Journalist, who wrote poem about political prisoner, is fined for ‘discreditation of Russian army’
Denis Pogrebnoy from Karelia posted poems about 'foreign agents' and political prisoners on his social media page.
The judge of the Petrozavodsk City Court, Olga Kaigorodova, has fined Karelian journalist Denis Pogrebnoy 30,000 rubles for 'discrediting the Russian army.' The alleged reason for the punishment was Pogrebnoy's posting on social media VKontakte in the period between October 2022 and May 2024. The court protocol (available to Barents Observer) lists publications in which a policeman named Golovanov found so-called law violations. Among the “violations” was Pogrebnoy's poems dedicated to Aleksandra Skochilenko, the artist that was sentenced to seven years of prison colony for making supermarket anti-war price tags: “Seven years. Could have killed a person. Raised a daughter, dressed her for school.
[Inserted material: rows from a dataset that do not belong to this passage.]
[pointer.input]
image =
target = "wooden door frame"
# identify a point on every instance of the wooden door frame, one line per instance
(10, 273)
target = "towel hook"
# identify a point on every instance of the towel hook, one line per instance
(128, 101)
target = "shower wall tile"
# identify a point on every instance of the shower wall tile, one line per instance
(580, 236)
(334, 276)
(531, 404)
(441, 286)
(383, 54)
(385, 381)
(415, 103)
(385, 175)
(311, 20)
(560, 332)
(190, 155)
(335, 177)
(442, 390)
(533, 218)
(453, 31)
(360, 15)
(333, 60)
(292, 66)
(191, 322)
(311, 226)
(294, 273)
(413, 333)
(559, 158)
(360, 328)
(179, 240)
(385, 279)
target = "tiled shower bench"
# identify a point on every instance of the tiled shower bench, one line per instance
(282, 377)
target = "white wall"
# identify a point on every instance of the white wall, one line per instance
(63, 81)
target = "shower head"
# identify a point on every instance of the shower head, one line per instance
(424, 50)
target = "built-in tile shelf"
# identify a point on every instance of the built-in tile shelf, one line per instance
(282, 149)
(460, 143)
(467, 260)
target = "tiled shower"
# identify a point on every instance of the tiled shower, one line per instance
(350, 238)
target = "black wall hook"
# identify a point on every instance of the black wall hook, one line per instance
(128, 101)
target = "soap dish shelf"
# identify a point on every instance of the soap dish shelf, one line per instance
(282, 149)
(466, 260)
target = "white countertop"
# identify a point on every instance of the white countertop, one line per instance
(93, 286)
Seven years. For the papers near the buckwheat, becoming worse than a protocol…” Another post included in the protocol is a poem published on May 5, when Orthodox Christians celebrated Easter: “800 days of war and tears “Bright holiday” at the bottom of graves If Christ truly resurrected, He definitely would not forgive us.” In a post from March 8, 2023, Pogrebnoy comments on the tour of the Donetsk Theater from occupied Ukraine to Karelia with the play “I Know the Truth”: “I wonder how soon the Karelian National Theater will wash the stage from all these scribbles…”. And on April 21, 2023, he posted a post in support of journalist and art manager Natalia Ermolina, recognized as a foreign agent: “More and more of my friends are foreign agents. Proud of Yermolina! After all (it should be explained immediately) this is not the status of a traitor, as the brainwashed patriots think, but of a sensible and free person.” In total, the protocol lists ten publications that, according to the police, discredit the Russian armed forces.
The document does not explain how the poems about Skochilenko or the post in support of Yermolina are related to the Russian army, and it denies the fact that there is an ongoing war. “…the goals of the ongoing operation do not include overthrowing the government, political regime, seizing territory, resources, there is no armed conflict between states as such, or imposing power by force. There is no war between Russia and Ukraine, a military operation is being conducted with the aim of protection, not capture,” — the protocol states. Denis Pogrebnoy left Russia in December 2022, and he today works with Russian-speaking media in exile. In a conversation with the Barents Observer, he underlines that he does not take the administrative prosecution to heart.
“Over the three years of the war, I have been overly anxious, scared, worried, and have become a bit hardened. So I am not worried. There is a slight concern because previously fines were only from the traffic police for minor unintentional violations, and here — for intentionally written words. “The set of posts [at the core of the administrative case] raises many questions. There are stand-up comedians who are pressured for jokes; on the other hand, there are poets — for example, Slava Malakhov, whom I read and who is in detention: he got in trouble for poems.
And I am neither a poet nor a stand-up comedian… But I wrote what I couldn't not write. With the start of the war, I did not limit myself in words. I am a propagandist of common sense and believe in the best.” Earlier, two journalists from Karelia became subjects of criminal cases. Natalia Sevets-Yermolina and Sergey Markelov were accused of failing to fulfill the duties of a “foreign agent.” Both have fled abroad.